Дед не пришел ни ужинать, ни ночевать. Бабушка всю ночь спала плохо, много раз вставала пить. Павлик слышал, как звенел о край ведра жестяной ковшик, как плескалась вода и как бабушка пила гулкими, жадными глотками. Ночь тянулась медленно. То и дело принимался яростно лаять Пятнаш, и бабушка, бормоча что-то, подходила к двери и смотрела во двор, на опушку леса, где, как белые призраки, двигались столбы тумана.
— Спаси бог от лихого человека, — шептала она, возвращаясь в чулан.
Утром ей стало немного лучше.
— Ну, вот видишь, внучек, я тебе говорила: я против хворостей всяких твердая, двужильная.
Рано утром она подоила корову, а Павлик, который тоже не мог больше уснуть, помог ей отогнать Буренку на опушку и там привязать длинной веревкой к дереву.
— А зачем ты ее привязываешь, бабуся? Разве убежит?
— Сама-то не убежит. А лихих людей, Пашенька, по голодному времени больно уж много развелось. Пусти ее в лес, ее там обратают, отгонят куда в овраг и освежуют… Голод же…

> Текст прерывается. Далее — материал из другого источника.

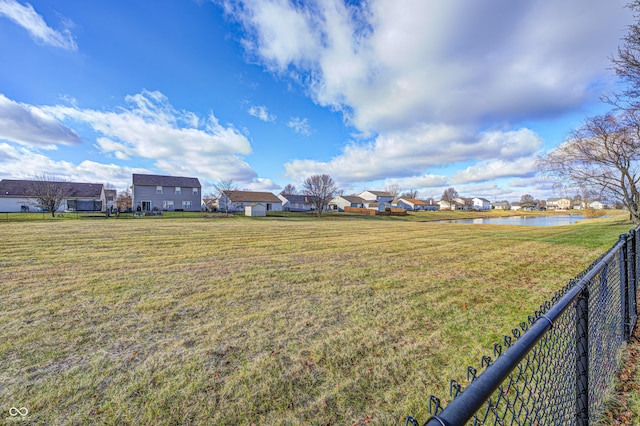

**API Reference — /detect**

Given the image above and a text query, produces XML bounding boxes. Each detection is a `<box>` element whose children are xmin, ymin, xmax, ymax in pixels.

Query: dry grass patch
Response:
<box><xmin>0</xmin><ymin>211</ymin><xmax>629</xmax><ymax>424</ymax></box>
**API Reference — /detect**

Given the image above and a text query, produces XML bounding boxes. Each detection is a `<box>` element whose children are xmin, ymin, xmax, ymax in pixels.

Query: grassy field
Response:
<box><xmin>0</xmin><ymin>212</ymin><xmax>631</xmax><ymax>425</ymax></box>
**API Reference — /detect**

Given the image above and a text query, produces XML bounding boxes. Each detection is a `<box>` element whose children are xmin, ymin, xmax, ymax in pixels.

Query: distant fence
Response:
<box><xmin>344</xmin><ymin>207</ymin><xmax>407</xmax><ymax>216</ymax></box>
<box><xmin>406</xmin><ymin>228</ymin><xmax>640</xmax><ymax>426</ymax></box>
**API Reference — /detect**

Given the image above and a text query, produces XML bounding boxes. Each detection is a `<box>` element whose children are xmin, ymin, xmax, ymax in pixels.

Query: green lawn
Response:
<box><xmin>0</xmin><ymin>212</ymin><xmax>631</xmax><ymax>425</ymax></box>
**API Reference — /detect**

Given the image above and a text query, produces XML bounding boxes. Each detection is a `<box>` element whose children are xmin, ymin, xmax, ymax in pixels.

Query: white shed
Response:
<box><xmin>244</xmin><ymin>203</ymin><xmax>267</xmax><ymax>217</ymax></box>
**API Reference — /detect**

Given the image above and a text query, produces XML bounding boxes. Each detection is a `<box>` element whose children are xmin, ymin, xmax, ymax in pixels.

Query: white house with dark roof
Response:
<box><xmin>393</xmin><ymin>197</ymin><xmax>428</xmax><ymax>211</ymax></box>
<box><xmin>131</xmin><ymin>173</ymin><xmax>202</xmax><ymax>212</ymax></box>
<box><xmin>278</xmin><ymin>194</ymin><xmax>316</xmax><ymax>212</ymax></box>
<box><xmin>329</xmin><ymin>195</ymin><xmax>364</xmax><ymax>212</ymax></box>
<box><xmin>214</xmin><ymin>191</ymin><xmax>282</xmax><ymax>212</ymax></box>
<box><xmin>0</xmin><ymin>179</ymin><xmax>106</xmax><ymax>212</ymax></box>
<box><xmin>358</xmin><ymin>191</ymin><xmax>394</xmax><ymax>205</ymax></box>
<box><xmin>472</xmin><ymin>197</ymin><xmax>491</xmax><ymax>210</ymax></box>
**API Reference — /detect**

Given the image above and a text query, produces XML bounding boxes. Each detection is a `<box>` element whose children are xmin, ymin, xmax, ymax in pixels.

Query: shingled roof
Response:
<box><xmin>133</xmin><ymin>173</ymin><xmax>201</xmax><ymax>188</ymax></box>
<box><xmin>0</xmin><ymin>179</ymin><xmax>103</xmax><ymax>198</ymax></box>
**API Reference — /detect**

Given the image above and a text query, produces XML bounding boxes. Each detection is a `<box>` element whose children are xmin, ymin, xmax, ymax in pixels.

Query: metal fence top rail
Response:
<box><xmin>422</xmin><ymin>235</ymin><xmax>628</xmax><ymax>426</ymax></box>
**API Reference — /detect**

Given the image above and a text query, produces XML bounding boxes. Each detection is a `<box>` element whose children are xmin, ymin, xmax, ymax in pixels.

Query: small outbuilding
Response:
<box><xmin>244</xmin><ymin>203</ymin><xmax>267</xmax><ymax>217</ymax></box>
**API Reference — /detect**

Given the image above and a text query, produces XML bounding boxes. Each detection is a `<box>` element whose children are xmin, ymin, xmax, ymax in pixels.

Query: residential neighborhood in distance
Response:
<box><xmin>0</xmin><ymin>174</ymin><xmax>613</xmax><ymax>216</ymax></box>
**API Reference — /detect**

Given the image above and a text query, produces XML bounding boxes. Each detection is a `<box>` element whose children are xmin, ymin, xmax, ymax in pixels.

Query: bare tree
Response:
<box><xmin>302</xmin><ymin>175</ymin><xmax>338</xmax><ymax>216</ymax></box>
<box><xmin>280</xmin><ymin>183</ymin><xmax>298</xmax><ymax>195</ymax></box>
<box><xmin>604</xmin><ymin>0</ymin><xmax>640</xmax><ymax>109</ymax></box>
<box><xmin>30</xmin><ymin>173</ymin><xmax>69</xmax><ymax>217</ymax></box>
<box><xmin>213</xmin><ymin>179</ymin><xmax>238</xmax><ymax>215</ymax></box>
<box><xmin>538</xmin><ymin>110</ymin><xmax>640</xmax><ymax>224</ymax></box>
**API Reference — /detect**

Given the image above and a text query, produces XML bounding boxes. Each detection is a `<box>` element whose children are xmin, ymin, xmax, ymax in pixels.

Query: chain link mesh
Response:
<box><xmin>420</xmin><ymin>231</ymin><xmax>640</xmax><ymax>425</ymax></box>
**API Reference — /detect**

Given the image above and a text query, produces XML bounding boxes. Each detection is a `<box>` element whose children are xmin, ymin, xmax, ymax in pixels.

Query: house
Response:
<box><xmin>329</xmin><ymin>195</ymin><xmax>364</xmax><ymax>212</ymax></box>
<box><xmin>547</xmin><ymin>198</ymin><xmax>571</xmax><ymax>210</ymax></box>
<box><xmin>278</xmin><ymin>194</ymin><xmax>316</xmax><ymax>212</ymax></box>
<box><xmin>454</xmin><ymin>197</ymin><xmax>473</xmax><ymax>210</ymax></box>
<box><xmin>393</xmin><ymin>198</ymin><xmax>428</xmax><ymax>211</ymax></box>
<box><xmin>358</xmin><ymin>191</ymin><xmax>394</xmax><ymax>206</ymax></box>
<box><xmin>132</xmin><ymin>173</ymin><xmax>202</xmax><ymax>212</ymax></box>
<box><xmin>215</xmin><ymin>191</ymin><xmax>282</xmax><ymax>212</ymax></box>
<box><xmin>571</xmin><ymin>200</ymin><xmax>587</xmax><ymax>210</ymax></box>
<box><xmin>244</xmin><ymin>203</ymin><xmax>267</xmax><ymax>217</ymax></box>
<box><xmin>471</xmin><ymin>197</ymin><xmax>491</xmax><ymax>210</ymax></box>
<box><xmin>491</xmin><ymin>201</ymin><xmax>511</xmax><ymax>210</ymax></box>
<box><xmin>364</xmin><ymin>200</ymin><xmax>384</xmax><ymax>213</ymax></box>
<box><xmin>0</xmin><ymin>179</ymin><xmax>106</xmax><ymax>212</ymax></box>
<box><xmin>437</xmin><ymin>199</ymin><xmax>465</xmax><ymax>210</ymax></box>
<box><xmin>104</xmin><ymin>189</ymin><xmax>117</xmax><ymax>211</ymax></box>
<box><xmin>424</xmin><ymin>198</ymin><xmax>440</xmax><ymax>211</ymax></box>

Похлопотав по хозяйству, бабушка снова легла, опять у нее горячечным блеском заблестели глаза, опять движения стали суетливыми и испуганными. Она все шевелила, перебирала по одеялу руками, как будто хотела ощупью найти какую-то необходимую вещь.
Утром зашла соседка, мать Андрейки и Клани. Это была рыжеволосая, веснушчатая, рыхлая женщина с некрасивым, расплывающимся, измученным лицом: дешевенькие сережки, которые голубели у нее в ушах, только подчеркивали ее некрасоту. Она присела на край кровати, спросила:
— Аль занедужила, Егоровна?
— Да нет. Вчера в Подлесное ходила. Машенька там у меня помирает… Ну и…

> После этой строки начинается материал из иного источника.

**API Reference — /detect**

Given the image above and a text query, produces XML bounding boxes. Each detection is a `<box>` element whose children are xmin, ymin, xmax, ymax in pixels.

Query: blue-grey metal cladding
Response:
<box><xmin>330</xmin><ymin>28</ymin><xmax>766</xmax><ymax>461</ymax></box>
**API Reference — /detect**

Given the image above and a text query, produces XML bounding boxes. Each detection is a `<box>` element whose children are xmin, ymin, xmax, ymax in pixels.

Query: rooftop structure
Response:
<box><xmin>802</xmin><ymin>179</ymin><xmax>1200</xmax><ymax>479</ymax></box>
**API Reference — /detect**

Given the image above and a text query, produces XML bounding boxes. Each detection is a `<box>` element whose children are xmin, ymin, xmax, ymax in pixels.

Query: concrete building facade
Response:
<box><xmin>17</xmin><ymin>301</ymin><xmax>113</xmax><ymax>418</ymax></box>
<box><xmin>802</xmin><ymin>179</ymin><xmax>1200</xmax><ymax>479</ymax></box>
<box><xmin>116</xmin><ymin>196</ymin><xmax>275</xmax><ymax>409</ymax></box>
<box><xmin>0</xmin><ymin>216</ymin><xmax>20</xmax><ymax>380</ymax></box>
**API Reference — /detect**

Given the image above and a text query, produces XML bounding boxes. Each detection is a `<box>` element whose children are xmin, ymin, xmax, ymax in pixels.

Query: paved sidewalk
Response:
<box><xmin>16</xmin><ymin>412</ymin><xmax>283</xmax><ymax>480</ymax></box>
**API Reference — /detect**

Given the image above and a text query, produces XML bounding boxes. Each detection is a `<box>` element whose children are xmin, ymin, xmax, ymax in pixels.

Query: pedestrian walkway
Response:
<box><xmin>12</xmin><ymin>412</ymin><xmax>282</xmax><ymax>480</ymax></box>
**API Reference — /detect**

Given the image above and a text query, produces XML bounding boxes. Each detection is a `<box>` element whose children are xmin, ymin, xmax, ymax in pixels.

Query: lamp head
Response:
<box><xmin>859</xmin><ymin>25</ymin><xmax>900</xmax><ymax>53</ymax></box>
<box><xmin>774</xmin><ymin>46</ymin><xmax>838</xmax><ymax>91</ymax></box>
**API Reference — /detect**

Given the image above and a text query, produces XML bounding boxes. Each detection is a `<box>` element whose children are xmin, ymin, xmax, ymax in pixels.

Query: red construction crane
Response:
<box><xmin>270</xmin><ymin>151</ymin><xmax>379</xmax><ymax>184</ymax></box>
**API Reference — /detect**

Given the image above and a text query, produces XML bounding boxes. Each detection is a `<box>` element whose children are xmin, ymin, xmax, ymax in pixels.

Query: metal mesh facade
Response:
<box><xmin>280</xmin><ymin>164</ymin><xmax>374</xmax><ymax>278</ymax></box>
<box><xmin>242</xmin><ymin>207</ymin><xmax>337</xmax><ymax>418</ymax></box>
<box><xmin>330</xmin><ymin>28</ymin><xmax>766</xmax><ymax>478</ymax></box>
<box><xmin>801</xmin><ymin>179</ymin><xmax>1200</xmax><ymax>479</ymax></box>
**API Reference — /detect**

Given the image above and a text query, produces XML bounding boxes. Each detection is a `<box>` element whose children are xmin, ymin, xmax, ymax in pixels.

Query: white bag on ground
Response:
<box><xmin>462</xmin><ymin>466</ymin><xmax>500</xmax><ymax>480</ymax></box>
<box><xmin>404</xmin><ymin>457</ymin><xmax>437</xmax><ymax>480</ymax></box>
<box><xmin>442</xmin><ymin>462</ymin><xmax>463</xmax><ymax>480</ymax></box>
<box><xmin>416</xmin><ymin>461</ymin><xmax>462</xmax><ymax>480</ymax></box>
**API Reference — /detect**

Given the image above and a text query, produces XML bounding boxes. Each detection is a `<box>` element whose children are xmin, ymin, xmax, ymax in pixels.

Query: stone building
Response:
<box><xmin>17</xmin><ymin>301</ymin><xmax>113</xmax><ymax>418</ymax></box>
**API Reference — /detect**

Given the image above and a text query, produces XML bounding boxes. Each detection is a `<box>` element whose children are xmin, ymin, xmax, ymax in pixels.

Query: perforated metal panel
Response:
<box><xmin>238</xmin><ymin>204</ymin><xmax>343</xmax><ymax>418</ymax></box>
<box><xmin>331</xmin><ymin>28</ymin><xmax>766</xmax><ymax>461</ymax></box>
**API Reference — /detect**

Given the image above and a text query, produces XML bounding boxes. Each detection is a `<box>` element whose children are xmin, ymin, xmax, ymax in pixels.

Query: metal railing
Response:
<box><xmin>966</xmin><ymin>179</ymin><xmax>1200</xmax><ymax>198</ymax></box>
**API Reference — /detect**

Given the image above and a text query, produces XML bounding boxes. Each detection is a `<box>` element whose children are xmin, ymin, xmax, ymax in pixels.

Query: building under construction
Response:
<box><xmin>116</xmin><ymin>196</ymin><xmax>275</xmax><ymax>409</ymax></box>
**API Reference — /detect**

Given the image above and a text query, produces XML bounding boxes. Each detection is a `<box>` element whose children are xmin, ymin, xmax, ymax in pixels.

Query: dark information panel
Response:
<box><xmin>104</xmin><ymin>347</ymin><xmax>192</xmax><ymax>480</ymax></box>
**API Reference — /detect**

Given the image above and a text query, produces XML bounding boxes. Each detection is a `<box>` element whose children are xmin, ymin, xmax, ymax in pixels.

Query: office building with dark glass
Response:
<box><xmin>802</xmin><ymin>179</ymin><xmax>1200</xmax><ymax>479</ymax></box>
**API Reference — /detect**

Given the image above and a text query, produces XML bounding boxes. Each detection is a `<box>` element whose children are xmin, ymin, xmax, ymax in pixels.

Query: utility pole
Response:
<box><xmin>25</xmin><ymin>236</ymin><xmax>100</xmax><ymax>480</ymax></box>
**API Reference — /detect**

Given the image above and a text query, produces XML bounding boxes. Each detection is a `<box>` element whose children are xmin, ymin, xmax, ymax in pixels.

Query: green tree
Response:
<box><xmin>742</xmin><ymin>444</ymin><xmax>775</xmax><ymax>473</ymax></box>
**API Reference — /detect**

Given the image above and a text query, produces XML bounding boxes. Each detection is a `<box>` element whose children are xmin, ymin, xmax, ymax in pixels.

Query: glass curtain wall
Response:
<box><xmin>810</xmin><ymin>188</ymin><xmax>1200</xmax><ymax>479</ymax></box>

— Все под богом ходим, — равнодушно сказала соседка. И, заторопившись, встала. — Я вот что, Егоровна. Мы нынче в сенокос на Березовые рукава уходим. Сам-то уж второй день там… Пойдем сгребать, до вечера. Погляди за домом, ежели что…

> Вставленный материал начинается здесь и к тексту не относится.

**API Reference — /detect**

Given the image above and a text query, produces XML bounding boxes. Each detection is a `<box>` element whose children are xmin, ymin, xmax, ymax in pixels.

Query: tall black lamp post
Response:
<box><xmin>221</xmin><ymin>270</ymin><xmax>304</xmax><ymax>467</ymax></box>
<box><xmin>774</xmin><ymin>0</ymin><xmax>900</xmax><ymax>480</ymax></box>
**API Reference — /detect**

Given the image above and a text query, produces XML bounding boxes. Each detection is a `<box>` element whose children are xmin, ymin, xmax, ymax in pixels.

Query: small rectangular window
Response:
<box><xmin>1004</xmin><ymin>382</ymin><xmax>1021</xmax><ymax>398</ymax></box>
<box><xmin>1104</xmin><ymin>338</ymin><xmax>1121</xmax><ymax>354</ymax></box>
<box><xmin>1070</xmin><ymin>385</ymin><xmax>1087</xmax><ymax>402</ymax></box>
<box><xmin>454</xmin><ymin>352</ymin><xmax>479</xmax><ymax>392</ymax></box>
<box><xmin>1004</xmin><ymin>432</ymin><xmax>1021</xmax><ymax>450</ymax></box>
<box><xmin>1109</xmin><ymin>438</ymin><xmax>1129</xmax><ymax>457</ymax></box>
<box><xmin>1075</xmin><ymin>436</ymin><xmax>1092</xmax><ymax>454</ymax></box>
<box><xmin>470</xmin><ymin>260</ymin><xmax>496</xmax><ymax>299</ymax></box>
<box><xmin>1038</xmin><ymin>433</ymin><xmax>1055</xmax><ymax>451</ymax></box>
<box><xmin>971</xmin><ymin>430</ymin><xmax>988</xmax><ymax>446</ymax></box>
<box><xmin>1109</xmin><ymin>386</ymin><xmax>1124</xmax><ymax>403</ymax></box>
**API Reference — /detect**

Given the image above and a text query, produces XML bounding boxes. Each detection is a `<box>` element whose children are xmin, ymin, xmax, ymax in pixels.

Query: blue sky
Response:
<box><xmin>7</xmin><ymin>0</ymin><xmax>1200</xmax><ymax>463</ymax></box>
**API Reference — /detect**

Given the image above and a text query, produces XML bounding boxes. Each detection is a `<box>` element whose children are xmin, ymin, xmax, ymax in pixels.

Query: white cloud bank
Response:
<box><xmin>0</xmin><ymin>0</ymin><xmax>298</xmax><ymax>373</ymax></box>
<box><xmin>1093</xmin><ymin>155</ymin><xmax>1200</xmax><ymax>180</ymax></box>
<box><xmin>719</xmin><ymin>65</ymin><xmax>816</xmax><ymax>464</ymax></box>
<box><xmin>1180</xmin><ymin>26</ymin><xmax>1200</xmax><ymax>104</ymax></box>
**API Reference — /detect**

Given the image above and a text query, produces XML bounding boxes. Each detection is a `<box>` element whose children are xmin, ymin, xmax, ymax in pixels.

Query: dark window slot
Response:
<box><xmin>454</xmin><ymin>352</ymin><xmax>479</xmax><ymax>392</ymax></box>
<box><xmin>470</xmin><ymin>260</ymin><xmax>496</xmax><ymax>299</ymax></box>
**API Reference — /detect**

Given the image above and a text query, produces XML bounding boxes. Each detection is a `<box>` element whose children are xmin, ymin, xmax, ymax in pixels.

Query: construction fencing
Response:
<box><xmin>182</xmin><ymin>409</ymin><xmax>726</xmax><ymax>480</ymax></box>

— Идите, идите, — ответила бабушка. — Погляжу.
— Коровенку-то я заперла в коровнике, корму ей до вечера задала…
— Ну и ладно. Иди, милая.
В дверь было видно, как мать Клани взяла с крыши сарая двое деревянных грабель и вместе с детьми ушла. Павлик и бабушка остались одни.
Бабушка полежала в чулане, отдохнула, а потом попросила Павлика:
— Пойдем-ка со мной, Пашенька. Я теперь свою хворь знаю. В боку у меня колет и колет… Сейчас я травушки заварю, выпью, и все мои хворости как рукой сымет…
Вместе с бабушкой Павлик прошел в амбарушку, где висели пахучие венички высушенных трав. Придерживаясь рукой за стены, бабушка прошла по амбарушке и, что-то шепча, выбрала нужные ей травы. Потом на кухне, разложив под таганком огонь, настаивала на травах густой, пахучий настой. Хочешь отведать, Пашенька?
Чай был горьковато-пряный, от него пахло малиной, мятой и чем-то еще, чего Павлик не знал. Бабушка выпила несколько чашек этого густого ароматного чая, лоб у нее покрылся мелкими капельками пота, глаза повеселели и стали, как прежде, живыми и добрыми.